Electromagnetic spectrum with visible light highlighted

perc

You say:

So according to my logic, it should lie between red and blue in the spectrum. But it doesn't, its wavelength is less than wavelength of blue.

How is this possible?

Because the mixture of frequencies to be perceived as a given color by the brain is seen in the chart. The brain sees the single frequency colors as shown in the first figure, but when frequencies are added new colors and hews are seen.

As the chart is not a simple function it happens that violet does no follow the simplified rule you expect. There is an article in Wikipedia on color vision.


I'd like to challenge your idea that the fact that a mix of red and blue gives something resembling violet implies that violet must be between red and blue.

In practice, what you get from such mixture is a shade of purple.
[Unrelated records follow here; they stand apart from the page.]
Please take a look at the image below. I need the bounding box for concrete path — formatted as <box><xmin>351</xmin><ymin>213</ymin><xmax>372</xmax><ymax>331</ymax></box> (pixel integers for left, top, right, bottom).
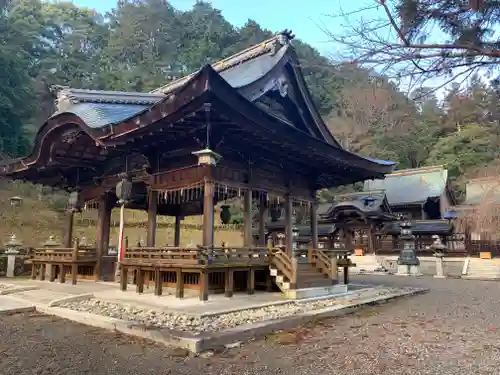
<box><xmin>0</xmin><ymin>296</ymin><xmax>35</xmax><ymax>315</ymax></box>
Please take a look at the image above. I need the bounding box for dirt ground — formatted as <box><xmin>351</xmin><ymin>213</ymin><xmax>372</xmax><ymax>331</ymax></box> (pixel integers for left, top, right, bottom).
<box><xmin>1</xmin><ymin>275</ymin><xmax>499</xmax><ymax>375</ymax></box>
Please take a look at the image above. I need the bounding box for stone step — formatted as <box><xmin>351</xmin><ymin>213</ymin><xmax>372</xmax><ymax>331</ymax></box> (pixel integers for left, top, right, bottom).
<box><xmin>297</xmin><ymin>279</ymin><xmax>332</xmax><ymax>288</ymax></box>
<box><xmin>283</xmin><ymin>284</ymin><xmax>348</xmax><ymax>300</ymax></box>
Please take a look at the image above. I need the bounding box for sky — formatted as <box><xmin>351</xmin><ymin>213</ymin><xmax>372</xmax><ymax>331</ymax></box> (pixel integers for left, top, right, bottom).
<box><xmin>72</xmin><ymin>0</ymin><xmax>382</xmax><ymax>56</ymax></box>
<box><xmin>69</xmin><ymin>0</ymin><xmax>457</xmax><ymax>96</ymax></box>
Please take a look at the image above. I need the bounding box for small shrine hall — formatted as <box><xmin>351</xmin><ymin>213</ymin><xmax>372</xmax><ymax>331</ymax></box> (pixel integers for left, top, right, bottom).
<box><xmin>0</xmin><ymin>31</ymin><xmax>394</xmax><ymax>300</ymax></box>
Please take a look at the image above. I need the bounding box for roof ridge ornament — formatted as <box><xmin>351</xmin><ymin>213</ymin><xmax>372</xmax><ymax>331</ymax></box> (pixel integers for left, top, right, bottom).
<box><xmin>52</xmin><ymin>85</ymin><xmax>73</xmax><ymax>112</ymax></box>
<box><xmin>150</xmin><ymin>32</ymin><xmax>293</xmax><ymax>95</ymax></box>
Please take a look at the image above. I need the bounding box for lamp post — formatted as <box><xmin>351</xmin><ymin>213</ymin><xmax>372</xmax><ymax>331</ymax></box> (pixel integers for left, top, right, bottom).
<box><xmin>396</xmin><ymin>220</ymin><xmax>422</xmax><ymax>276</ymax></box>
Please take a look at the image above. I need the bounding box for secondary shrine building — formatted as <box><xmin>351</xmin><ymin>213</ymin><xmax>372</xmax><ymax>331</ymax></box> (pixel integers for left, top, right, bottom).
<box><xmin>0</xmin><ymin>31</ymin><xmax>394</xmax><ymax>299</ymax></box>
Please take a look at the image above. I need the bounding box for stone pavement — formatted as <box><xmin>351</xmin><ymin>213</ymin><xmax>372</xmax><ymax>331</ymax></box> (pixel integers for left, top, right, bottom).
<box><xmin>0</xmin><ymin>295</ymin><xmax>35</xmax><ymax>315</ymax></box>
<box><xmin>1</xmin><ymin>275</ymin><xmax>498</xmax><ymax>375</ymax></box>
<box><xmin>0</xmin><ymin>278</ymin><xmax>369</xmax><ymax>316</ymax></box>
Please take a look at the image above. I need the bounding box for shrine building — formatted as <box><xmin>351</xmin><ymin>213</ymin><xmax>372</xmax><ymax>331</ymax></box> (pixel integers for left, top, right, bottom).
<box><xmin>0</xmin><ymin>31</ymin><xmax>395</xmax><ymax>300</ymax></box>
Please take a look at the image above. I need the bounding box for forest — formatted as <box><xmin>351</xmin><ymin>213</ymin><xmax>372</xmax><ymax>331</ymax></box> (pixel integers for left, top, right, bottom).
<box><xmin>1</xmin><ymin>0</ymin><xmax>500</xmax><ymax>201</ymax></box>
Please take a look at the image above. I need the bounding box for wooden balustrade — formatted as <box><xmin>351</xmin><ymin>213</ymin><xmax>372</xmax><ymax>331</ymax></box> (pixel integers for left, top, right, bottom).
<box><xmin>30</xmin><ymin>241</ymin><xmax>98</xmax><ymax>284</ymax></box>
<box><xmin>120</xmin><ymin>246</ymin><xmax>273</xmax><ymax>301</ymax></box>
<box><xmin>308</xmin><ymin>248</ymin><xmax>356</xmax><ymax>284</ymax></box>
<box><xmin>269</xmin><ymin>248</ymin><xmax>295</xmax><ymax>286</ymax></box>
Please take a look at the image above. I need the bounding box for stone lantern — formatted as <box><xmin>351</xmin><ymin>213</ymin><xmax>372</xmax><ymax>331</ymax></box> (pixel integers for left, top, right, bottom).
<box><xmin>396</xmin><ymin>220</ymin><xmax>422</xmax><ymax>276</ymax></box>
<box><xmin>9</xmin><ymin>196</ymin><xmax>22</xmax><ymax>209</ymax></box>
<box><xmin>5</xmin><ymin>234</ymin><xmax>23</xmax><ymax>278</ymax></box>
<box><xmin>5</xmin><ymin>234</ymin><xmax>22</xmax><ymax>255</ymax></box>
<box><xmin>430</xmin><ymin>235</ymin><xmax>446</xmax><ymax>278</ymax></box>
<box><xmin>43</xmin><ymin>235</ymin><xmax>61</xmax><ymax>248</ymax></box>
<box><xmin>10</xmin><ymin>196</ymin><xmax>22</xmax><ymax>216</ymax></box>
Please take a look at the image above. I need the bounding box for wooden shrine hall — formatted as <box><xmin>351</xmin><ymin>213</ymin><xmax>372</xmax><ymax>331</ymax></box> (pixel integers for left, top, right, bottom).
<box><xmin>255</xmin><ymin>190</ymin><xmax>396</xmax><ymax>255</ymax></box>
<box><xmin>0</xmin><ymin>31</ymin><xmax>395</xmax><ymax>300</ymax></box>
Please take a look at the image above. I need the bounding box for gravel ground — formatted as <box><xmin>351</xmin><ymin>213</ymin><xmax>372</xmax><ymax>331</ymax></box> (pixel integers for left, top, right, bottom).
<box><xmin>1</xmin><ymin>275</ymin><xmax>500</xmax><ymax>375</ymax></box>
<box><xmin>58</xmin><ymin>286</ymin><xmax>417</xmax><ymax>334</ymax></box>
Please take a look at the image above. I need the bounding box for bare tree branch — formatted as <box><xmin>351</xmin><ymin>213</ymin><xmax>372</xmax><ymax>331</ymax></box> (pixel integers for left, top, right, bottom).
<box><xmin>327</xmin><ymin>0</ymin><xmax>500</xmax><ymax>88</ymax></box>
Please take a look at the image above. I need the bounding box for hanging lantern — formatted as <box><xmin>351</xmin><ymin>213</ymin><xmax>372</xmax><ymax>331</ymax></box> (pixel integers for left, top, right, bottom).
<box><xmin>68</xmin><ymin>190</ymin><xmax>84</xmax><ymax>212</ymax></box>
<box><xmin>270</xmin><ymin>206</ymin><xmax>282</xmax><ymax>222</ymax></box>
<box><xmin>220</xmin><ymin>205</ymin><xmax>231</xmax><ymax>224</ymax></box>
<box><xmin>192</xmin><ymin>148</ymin><xmax>221</xmax><ymax>166</ymax></box>
<box><xmin>115</xmin><ymin>173</ymin><xmax>132</xmax><ymax>205</ymax></box>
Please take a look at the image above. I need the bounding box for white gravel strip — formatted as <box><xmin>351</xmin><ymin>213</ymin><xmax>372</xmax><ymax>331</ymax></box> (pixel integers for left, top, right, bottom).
<box><xmin>58</xmin><ymin>286</ymin><xmax>418</xmax><ymax>334</ymax></box>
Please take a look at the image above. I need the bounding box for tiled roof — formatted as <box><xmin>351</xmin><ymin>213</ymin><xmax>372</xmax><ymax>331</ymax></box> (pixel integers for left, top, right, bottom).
<box><xmin>52</xmin><ymin>33</ymin><xmax>292</xmax><ymax>129</ymax></box>
<box><xmin>52</xmin><ymin>102</ymin><xmax>152</xmax><ymax>129</ymax></box>
<box><xmin>364</xmin><ymin>166</ymin><xmax>448</xmax><ymax>205</ymax></box>
<box><xmin>151</xmin><ymin>33</ymin><xmax>290</xmax><ymax>94</ymax></box>
<box><xmin>318</xmin><ymin>190</ymin><xmax>394</xmax><ymax>222</ymax></box>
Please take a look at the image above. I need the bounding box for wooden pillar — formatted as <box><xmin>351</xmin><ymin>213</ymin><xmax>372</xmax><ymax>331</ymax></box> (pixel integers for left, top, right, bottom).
<box><xmin>31</xmin><ymin>264</ymin><xmax>36</xmax><ymax>280</ymax></box>
<box><xmin>176</xmin><ymin>269</ymin><xmax>184</xmax><ymax>298</ymax></box>
<box><xmin>58</xmin><ymin>264</ymin><xmax>66</xmax><ymax>283</ymax></box>
<box><xmin>174</xmin><ymin>215</ymin><xmax>182</xmax><ymax>247</ymax></box>
<box><xmin>71</xmin><ymin>240</ymin><xmax>78</xmax><ymax>285</ymax></box>
<box><xmin>199</xmin><ymin>270</ymin><xmax>209</xmax><ymax>301</ymax></box>
<box><xmin>40</xmin><ymin>264</ymin><xmax>46</xmax><ymax>281</ymax></box>
<box><xmin>247</xmin><ymin>269</ymin><xmax>255</xmax><ymax>295</ymax></box>
<box><xmin>136</xmin><ymin>269</ymin><xmax>144</xmax><ymax>294</ymax></box>
<box><xmin>258</xmin><ymin>201</ymin><xmax>267</xmax><ymax>247</ymax></box>
<box><xmin>147</xmin><ymin>190</ymin><xmax>158</xmax><ymax>247</ymax></box>
<box><xmin>244</xmin><ymin>189</ymin><xmax>253</xmax><ymax>247</ymax></box>
<box><xmin>65</xmin><ymin>211</ymin><xmax>74</xmax><ymax>248</ymax></box>
<box><xmin>154</xmin><ymin>269</ymin><xmax>162</xmax><ymax>296</ymax></box>
<box><xmin>120</xmin><ymin>267</ymin><xmax>128</xmax><ymax>291</ymax></box>
<box><xmin>367</xmin><ymin>223</ymin><xmax>375</xmax><ymax>254</ymax></box>
<box><xmin>310</xmin><ymin>200</ymin><xmax>318</xmax><ymax>249</ymax></box>
<box><xmin>344</xmin><ymin>229</ymin><xmax>353</xmax><ymax>250</ymax></box>
<box><xmin>203</xmin><ymin>179</ymin><xmax>215</xmax><ymax>247</ymax></box>
<box><xmin>285</xmin><ymin>194</ymin><xmax>293</xmax><ymax>257</ymax></box>
<box><xmin>225</xmin><ymin>268</ymin><xmax>234</xmax><ymax>297</ymax></box>
<box><xmin>96</xmin><ymin>194</ymin><xmax>112</xmax><ymax>281</ymax></box>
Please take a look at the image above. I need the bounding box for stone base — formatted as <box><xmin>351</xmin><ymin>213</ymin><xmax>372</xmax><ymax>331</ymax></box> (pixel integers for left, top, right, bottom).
<box><xmin>282</xmin><ymin>284</ymin><xmax>348</xmax><ymax>300</ymax></box>
<box><xmin>409</xmin><ymin>265</ymin><xmax>422</xmax><ymax>276</ymax></box>
<box><xmin>396</xmin><ymin>264</ymin><xmax>422</xmax><ymax>276</ymax></box>
<box><xmin>396</xmin><ymin>264</ymin><xmax>410</xmax><ymax>276</ymax></box>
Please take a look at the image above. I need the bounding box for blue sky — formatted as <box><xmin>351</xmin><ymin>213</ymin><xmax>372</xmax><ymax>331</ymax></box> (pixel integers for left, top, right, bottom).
<box><xmin>72</xmin><ymin>0</ymin><xmax>381</xmax><ymax>56</ymax></box>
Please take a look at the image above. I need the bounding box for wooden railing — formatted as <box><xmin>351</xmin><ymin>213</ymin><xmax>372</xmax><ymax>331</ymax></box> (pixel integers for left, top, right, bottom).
<box><xmin>122</xmin><ymin>246</ymin><xmax>271</xmax><ymax>267</ymax></box>
<box><xmin>30</xmin><ymin>242</ymin><xmax>98</xmax><ymax>284</ymax></box>
<box><xmin>269</xmin><ymin>248</ymin><xmax>296</xmax><ymax>286</ymax></box>
<box><xmin>33</xmin><ymin>247</ymin><xmax>97</xmax><ymax>262</ymax></box>
<box><xmin>308</xmin><ymin>248</ymin><xmax>355</xmax><ymax>284</ymax></box>
<box><xmin>198</xmin><ymin>246</ymin><xmax>270</xmax><ymax>266</ymax></box>
<box><xmin>123</xmin><ymin>247</ymin><xmax>200</xmax><ymax>266</ymax></box>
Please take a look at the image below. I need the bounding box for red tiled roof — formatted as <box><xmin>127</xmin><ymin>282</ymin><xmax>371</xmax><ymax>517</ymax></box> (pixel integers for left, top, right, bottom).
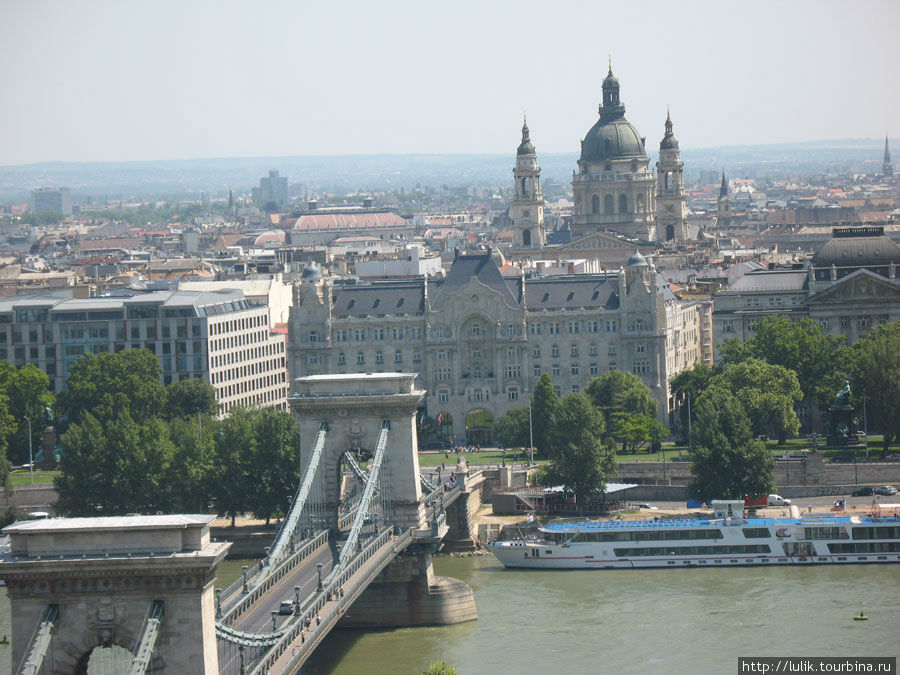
<box><xmin>292</xmin><ymin>212</ymin><xmax>407</xmax><ymax>232</ymax></box>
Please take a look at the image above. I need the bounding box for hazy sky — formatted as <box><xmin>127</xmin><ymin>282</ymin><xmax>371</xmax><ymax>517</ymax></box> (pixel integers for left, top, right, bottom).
<box><xmin>2</xmin><ymin>0</ymin><xmax>898</xmax><ymax>165</ymax></box>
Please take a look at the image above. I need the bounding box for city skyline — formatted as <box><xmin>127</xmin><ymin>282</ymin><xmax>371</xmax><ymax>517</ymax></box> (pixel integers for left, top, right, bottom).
<box><xmin>1</xmin><ymin>0</ymin><xmax>898</xmax><ymax>166</ymax></box>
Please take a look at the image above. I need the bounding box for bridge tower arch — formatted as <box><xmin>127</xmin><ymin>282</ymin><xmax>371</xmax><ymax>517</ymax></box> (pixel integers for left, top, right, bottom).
<box><xmin>0</xmin><ymin>515</ymin><xmax>229</xmax><ymax>674</ymax></box>
<box><xmin>290</xmin><ymin>373</ymin><xmax>427</xmax><ymax>532</ymax></box>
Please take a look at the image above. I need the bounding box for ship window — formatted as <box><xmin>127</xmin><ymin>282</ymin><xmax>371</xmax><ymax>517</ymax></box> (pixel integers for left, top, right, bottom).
<box><xmin>853</xmin><ymin>526</ymin><xmax>900</xmax><ymax>540</ymax></box>
<box><xmin>742</xmin><ymin>528</ymin><xmax>771</xmax><ymax>538</ymax></box>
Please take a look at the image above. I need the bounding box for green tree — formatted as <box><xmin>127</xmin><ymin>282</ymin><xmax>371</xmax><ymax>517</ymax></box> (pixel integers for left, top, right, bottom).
<box><xmin>494</xmin><ymin>406</ymin><xmax>530</xmax><ymax>449</ymax></box>
<box><xmin>167</xmin><ymin>417</ymin><xmax>217</xmax><ymax>512</ymax></box>
<box><xmin>541</xmin><ymin>393</ymin><xmax>615</xmax><ymax>511</ymax></box>
<box><xmin>669</xmin><ymin>362</ymin><xmax>717</xmax><ymax>439</ymax></box>
<box><xmin>55</xmin><ymin>411</ymin><xmax>176</xmax><ymax>516</ymax></box>
<box><xmin>688</xmin><ymin>386</ymin><xmax>775</xmax><ymax>503</ymax></box>
<box><xmin>0</xmin><ymin>363</ymin><xmax>55</xmax><ymax>465</ymax></box>
<box><xmin>247</xmin><ymin>408</ymin><xmax>302</xmax><ymax>525</ymax></box>
<box><xmin>618</xmin><ymin>413</ymin><xmax>668</xmax><ymax>454</ymax></box>
<box><xmin>585</xmin><ymin>370</ymin><xmax>659</xmax><ymax>450</ymax></box>
<box><xmin>56</xmin><ymin>349</ymin><xmax>166</xmax><ymax>425</ymax></box>
<box><xmin>530</xmin><ymin>373</ymin><xmax>558</xmax><ymax>455</ymax></box>
<box><xmin>850</xmin><ymin>321</ymin><xmax>900</xmax><ymax>456</ymax></box>
<box><xmin>165</xmin><ymin>378</ymin><xmax>218</xmax><ymax>420</ymax></box>
<box><xmin>211</xmin><ymin>408</ymin><xmax>256</xmax><ymax>527</ymax></box>
<box><xmin>721</xmin><ymin>316</ymin><xmax>848</xmax><ymax>416</ymax></box>
<box><xmin>718</xmin><ymin>358</ymin><xmax>802</xmax><ymax>444</ymax></box>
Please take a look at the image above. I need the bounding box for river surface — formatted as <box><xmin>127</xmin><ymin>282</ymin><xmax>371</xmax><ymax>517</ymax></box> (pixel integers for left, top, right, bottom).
<box><xmin>1</xmin><ymin>558</ymin><xmax>897</xmax><ymax>675</ymax></box>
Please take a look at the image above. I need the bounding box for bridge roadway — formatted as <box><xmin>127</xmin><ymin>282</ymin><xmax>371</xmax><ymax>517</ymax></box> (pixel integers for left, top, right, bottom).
<box><xmin>217</xmin><ymin>538</ymin><xmax>337</xmax><ymax>674</ymax></box>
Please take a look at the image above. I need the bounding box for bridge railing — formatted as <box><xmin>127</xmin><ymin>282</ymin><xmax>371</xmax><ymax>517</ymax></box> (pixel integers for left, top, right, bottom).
<box><xmin>250</xmin><ymin>526</ymin><xmax>414</xmax><ymax>675</ymax></box>
<box><xmin>218</xmin><ymin>529</ymin><xmax>330</xmax><ymax>626</ymax></box>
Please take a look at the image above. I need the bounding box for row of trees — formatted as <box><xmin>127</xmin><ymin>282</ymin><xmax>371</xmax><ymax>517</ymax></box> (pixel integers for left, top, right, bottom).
<box><xmin>52</xmin><ymin>350</ymin><xmax>301</xmax><ymax>525</ymax></box>
<box><xmin>495</xmin><ymin>371</ymin><xmax>667</xmax><ymax>508</ymax></box>
<box><xmin>674</xmin><ymin>316</ymin><xmax>900</xmax><ymax>454</ymax></box>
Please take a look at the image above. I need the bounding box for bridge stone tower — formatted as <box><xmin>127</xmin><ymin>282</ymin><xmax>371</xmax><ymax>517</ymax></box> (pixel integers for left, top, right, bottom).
<box><xmin>510</xmin><ymin>116</ymin><xmax>545</xmax><ymax>249</ymax></box>
<box><xmin>290</xmin><ymin>372</ymin><xmax>427</xmax><ymax>532</ymax></box>
<box><xmin>0</xmin><ymin>514</ymin><xmax>229</xmax><ymax>674</ymax></box>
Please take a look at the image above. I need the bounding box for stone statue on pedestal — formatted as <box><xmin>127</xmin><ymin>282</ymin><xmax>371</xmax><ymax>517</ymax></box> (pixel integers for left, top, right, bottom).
<box><xmin>825</xmin><ymin>380</ymin><xmax>857</xmax><ymax>447</ymax></box>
See the figure below. Here the black dashed line from blue to red covers the colors you can get by changing the amount of red and blue in the mixture. The purest violet is on the bottom-most part of the border of the colored shape (the visible gamut).

On the other hand, if you mix violet and sky blue, you can get the set of colors covered by the green dotted line in the diagram. See that blue is among the colors you can get from this mixture.

chromaticity diagram with two mixture lines

Do these two facts conflict? No. Most colors are not spectral: they are desaturated. Together they fill a two-dimensional shape, on which the internal points can be found as mixtures of pairs of spectral colors. And the pairs are not unique: e.g. you can get white by mixing orange and sky-blue, or by mixing yellow and royal-blue, etc.. So what you call violet is not a point in this gamut—rather it is an area, where you can pick any point and still call it violet.